Over that time, I’ve learned that blogging presents me with certain problems, and I’ve come up with the following requirements.
Access. I do most of my non-fiction writing on a desktop computer, but I also have a laptop; and there was a time when I did a lot of writing away from the house on an iPad. Whatever I write, I want to be able to work on it wherever I am, on whatever hardware I’ve got with me. I initially solved that problem by installing the MovableType blogging software; then I could blog from any web browser. But ultimately that fell afoul of my next requirement.
Offline Composition. I don’t much like composing in a browser window. Using MovableType, and later the early versions of WordPress, it was far too easy to lose your work before it got saved to the server. That led me to a neat app called MarsEdit, an off-line blogging client. MarsEdit knows how to talk to most kinds of blog software; and it lets you compose your posts on your own computer and then upload them to the server at your leisure. It was pretty nice; but it didn’t run on my iPad, and it only kept the most recent posts. That became the next requirement.
For a while I tried to finesse the iPad issue by composing my blog posts in Evernote, which I like a lot, and still use for other things. It’s available on every device I own, and (given ‘net access) syncs to every device I’ve got. But Evernote fell afoul of the next two requirements.
I should add: the in-browser blog editors have gotten much more reliable, and by this time are quite reliable. But they don’t meet the next requirement either.
On-Site Backup. Usually you hear about off-site backup, and I agree that off-site backup is very good thing—but you get that automatically with blog posts, since they usually live on a server in a server farm somewhere. I’ve become much more interested in on-site backup, which is to say I want to keep the words I’ve written closer at hand, where I can get at them, and maybe re-use them or repackage them later. It’s possible to download a complete backup of your blog posts from WordPress, but it’s not in a very pleasant form. That meant using something that runs locally and saves data locally, but also works via the cloud.

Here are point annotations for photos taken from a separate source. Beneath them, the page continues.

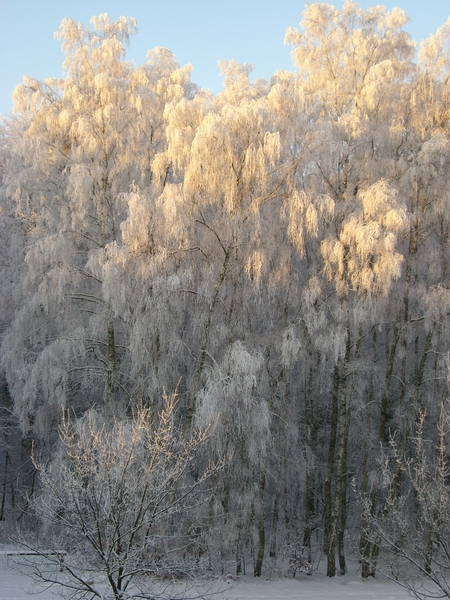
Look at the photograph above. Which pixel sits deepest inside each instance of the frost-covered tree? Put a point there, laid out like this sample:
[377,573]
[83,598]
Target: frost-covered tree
[86,139]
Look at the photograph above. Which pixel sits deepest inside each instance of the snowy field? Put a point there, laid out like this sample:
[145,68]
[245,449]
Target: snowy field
[14,586]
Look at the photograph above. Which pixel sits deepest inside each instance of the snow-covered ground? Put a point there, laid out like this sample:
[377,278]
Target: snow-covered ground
[15,586]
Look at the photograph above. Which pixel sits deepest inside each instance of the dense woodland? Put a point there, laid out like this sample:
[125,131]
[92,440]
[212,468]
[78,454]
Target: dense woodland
[276,254]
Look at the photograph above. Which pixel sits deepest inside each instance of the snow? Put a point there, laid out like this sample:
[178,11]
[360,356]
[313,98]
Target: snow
[17,586]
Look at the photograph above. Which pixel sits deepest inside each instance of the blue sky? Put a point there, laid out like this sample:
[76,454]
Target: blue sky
[197,31]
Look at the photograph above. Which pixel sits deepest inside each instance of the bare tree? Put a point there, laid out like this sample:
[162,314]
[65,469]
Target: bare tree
[117,506]
[412,530]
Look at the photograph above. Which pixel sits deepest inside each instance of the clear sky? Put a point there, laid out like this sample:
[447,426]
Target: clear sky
[199,32]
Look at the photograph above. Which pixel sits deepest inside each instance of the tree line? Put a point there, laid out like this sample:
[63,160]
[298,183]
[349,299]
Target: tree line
[277,253]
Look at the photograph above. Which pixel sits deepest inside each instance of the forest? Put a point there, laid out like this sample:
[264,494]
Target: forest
[240,301]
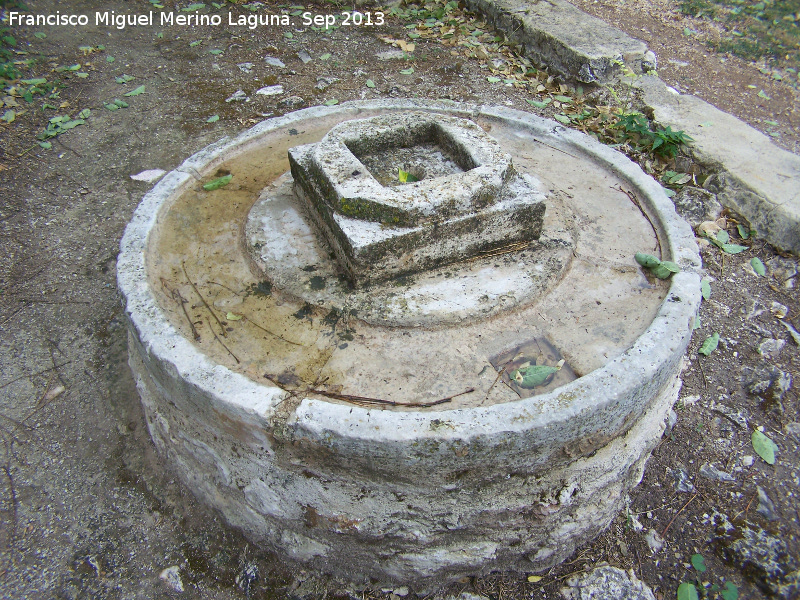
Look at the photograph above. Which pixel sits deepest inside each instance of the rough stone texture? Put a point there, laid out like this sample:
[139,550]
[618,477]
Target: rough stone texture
[696,205]
[567,40]
[763,558]
[410,496]
[481,204]
[605,583]
[753,177]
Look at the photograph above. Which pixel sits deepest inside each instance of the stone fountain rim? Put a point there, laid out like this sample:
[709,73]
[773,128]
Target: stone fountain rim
[661,345]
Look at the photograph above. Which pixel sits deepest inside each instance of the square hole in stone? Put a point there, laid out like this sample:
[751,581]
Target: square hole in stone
[424,152]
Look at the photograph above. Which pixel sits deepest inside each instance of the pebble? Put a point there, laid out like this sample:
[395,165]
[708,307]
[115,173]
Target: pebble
[696,205]
[654,541]
[323,83]
[606,582]
[709,471]
[149,176]
[390,54]
[172,577]
[292,102]
[270,90]
[737,416]
[681,479]
[274,62]
[779,310]
[765,506]
[793,332]
[238,96]
[770,347]
[783,269]
[765,558]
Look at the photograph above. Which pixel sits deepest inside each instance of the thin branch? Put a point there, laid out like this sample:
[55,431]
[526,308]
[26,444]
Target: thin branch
[636,202]
[221,342]
[272,333]
[177,297]
[203,300]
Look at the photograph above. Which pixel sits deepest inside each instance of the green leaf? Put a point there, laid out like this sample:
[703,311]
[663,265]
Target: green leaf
[538,104]
[710,344]
[405,177]
[533,376]
[136,92]
[699,563]
[661,271]
[733,248]
[744,232]
[687,591]
[647,260]
[670,266]
[72,124]
[731,592]
[218,183]
[764,446]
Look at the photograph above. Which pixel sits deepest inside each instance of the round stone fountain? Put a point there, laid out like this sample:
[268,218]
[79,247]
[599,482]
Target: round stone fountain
[408,341]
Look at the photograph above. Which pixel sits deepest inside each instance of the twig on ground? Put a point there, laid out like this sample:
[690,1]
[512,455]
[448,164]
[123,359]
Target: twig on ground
[676,515]
[203,300]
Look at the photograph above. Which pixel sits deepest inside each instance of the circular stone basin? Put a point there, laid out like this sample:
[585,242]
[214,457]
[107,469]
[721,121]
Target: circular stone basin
[382,433]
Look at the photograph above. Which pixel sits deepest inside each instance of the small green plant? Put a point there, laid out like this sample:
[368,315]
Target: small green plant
[688,590]
[659,140]
[662,269]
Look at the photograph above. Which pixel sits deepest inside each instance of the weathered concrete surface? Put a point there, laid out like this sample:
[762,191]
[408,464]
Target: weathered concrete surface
[574,44]
[414,496]
[753,176]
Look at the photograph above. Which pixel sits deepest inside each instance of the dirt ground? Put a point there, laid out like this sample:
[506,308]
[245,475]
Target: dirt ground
[87,509]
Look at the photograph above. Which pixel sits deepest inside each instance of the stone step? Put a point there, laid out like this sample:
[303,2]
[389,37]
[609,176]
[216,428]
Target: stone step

Consequently, my next solution was Scrivener, which I’ll be saying a lot more about at another time. Suffice it say that one Scrivener project can contain any number of blog posts, categorizing them any way I like; and if I save the Scrivener project in my DropBox folder (you do use DropBox, don’t you?) then it’s available on all of my machines. I’d gotten my laptop by this time, so iPad access wasn’t needed (though Scrivener has recently added that).

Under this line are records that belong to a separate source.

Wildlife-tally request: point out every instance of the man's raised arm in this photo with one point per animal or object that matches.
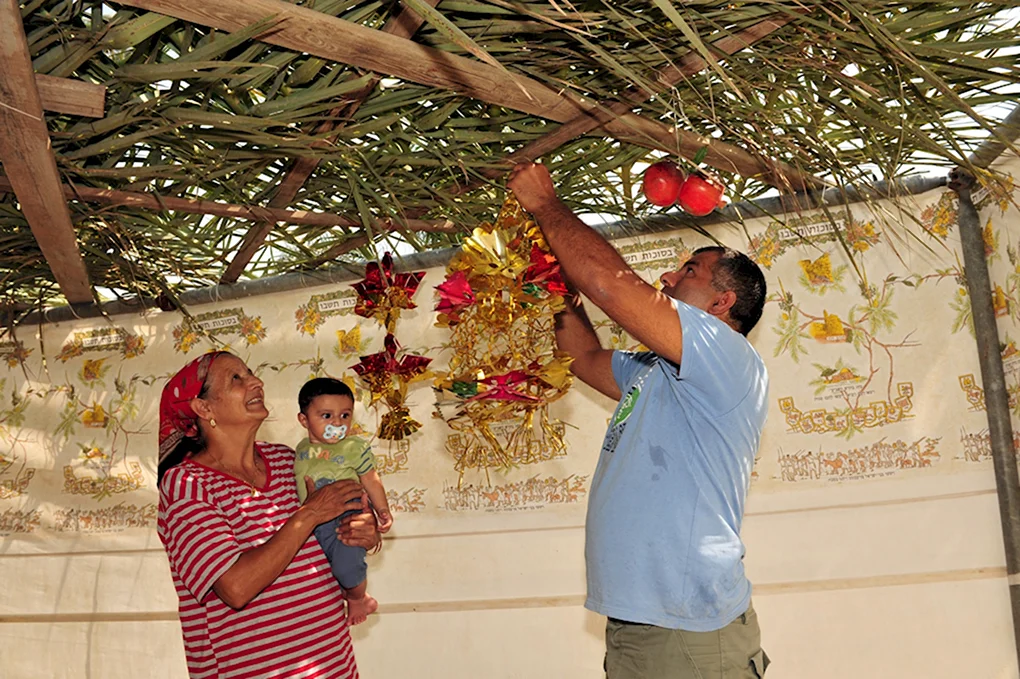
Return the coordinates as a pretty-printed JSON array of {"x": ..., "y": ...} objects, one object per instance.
[{"x": 597, "y": 269}]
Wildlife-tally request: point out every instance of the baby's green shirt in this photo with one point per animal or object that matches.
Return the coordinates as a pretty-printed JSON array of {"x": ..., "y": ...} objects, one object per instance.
[{"x": 347, "y": 459}]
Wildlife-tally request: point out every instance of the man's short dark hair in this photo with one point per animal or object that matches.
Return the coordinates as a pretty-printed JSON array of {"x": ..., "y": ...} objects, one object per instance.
[
  {"x": 737, "y": 272},
  {"x": 313, "y": 388}
]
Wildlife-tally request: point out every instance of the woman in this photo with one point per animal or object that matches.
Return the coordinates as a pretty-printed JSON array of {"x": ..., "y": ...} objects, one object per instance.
[{"x": 257, "y": 596}]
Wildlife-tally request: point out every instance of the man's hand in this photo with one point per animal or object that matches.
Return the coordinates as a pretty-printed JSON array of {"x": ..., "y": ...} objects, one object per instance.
[{"x": 532, "y": 186}]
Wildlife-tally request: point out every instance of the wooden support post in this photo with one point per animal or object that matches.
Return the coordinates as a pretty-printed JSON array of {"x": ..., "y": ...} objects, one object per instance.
[
  {"x": 29, "y": 162},
  {"x": 64, "y": 95}
]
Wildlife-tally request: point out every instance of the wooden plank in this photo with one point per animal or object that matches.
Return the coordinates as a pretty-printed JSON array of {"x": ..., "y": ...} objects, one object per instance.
[
  {"x": 29, "y": 162},
  {"x": 195, "y": 206},
  {"x": 402, "y": 23},
  {"x": 64, "y": 95},
  {"x": 330, "y": 38},
  {"x": 690, "y": 64}
]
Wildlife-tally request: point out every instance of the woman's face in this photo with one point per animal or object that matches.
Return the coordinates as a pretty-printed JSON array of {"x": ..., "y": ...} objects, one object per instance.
[{"x": 234, "y": 394}]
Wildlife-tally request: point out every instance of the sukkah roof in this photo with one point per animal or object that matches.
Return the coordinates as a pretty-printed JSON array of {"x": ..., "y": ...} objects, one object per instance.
[{"x": 241, "y": 139}]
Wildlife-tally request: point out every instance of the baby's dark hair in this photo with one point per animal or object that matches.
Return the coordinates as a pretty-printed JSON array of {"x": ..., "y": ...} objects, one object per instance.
[{"x": 313, "y": 388}]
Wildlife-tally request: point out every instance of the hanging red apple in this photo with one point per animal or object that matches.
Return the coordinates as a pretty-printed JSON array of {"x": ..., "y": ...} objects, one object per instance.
[
  {"x": 662, "y": 183},
  {"x": 701, "y": 194}
]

Scrivener did the job pretty well, and since I use it for other writing projects I was pleased to use it for blogging as well. But both Evernote and Scrivener had a serious flaw: any formatting I put into my posts rarely carried over properly when I cut and pasted them into the WordPress blog editor. Evernote and Scrivener had differing problems in this area, but they both had them. And that led me to the next requirement:
No formatting fix-ups when posting. Having written and proofread a post, I wanted to be able to copy and paste the post from my off-line app into the in-browser blog editor, and have it retain all of the formatting and links.
Bottom-line. I wanted a solution that would let me compose blog posts off-line, using whatever hardware I had to hand; would let me move from device to device as convenience dictated; would keep the posts resident in one place on my local machine; and would streamline the posting process.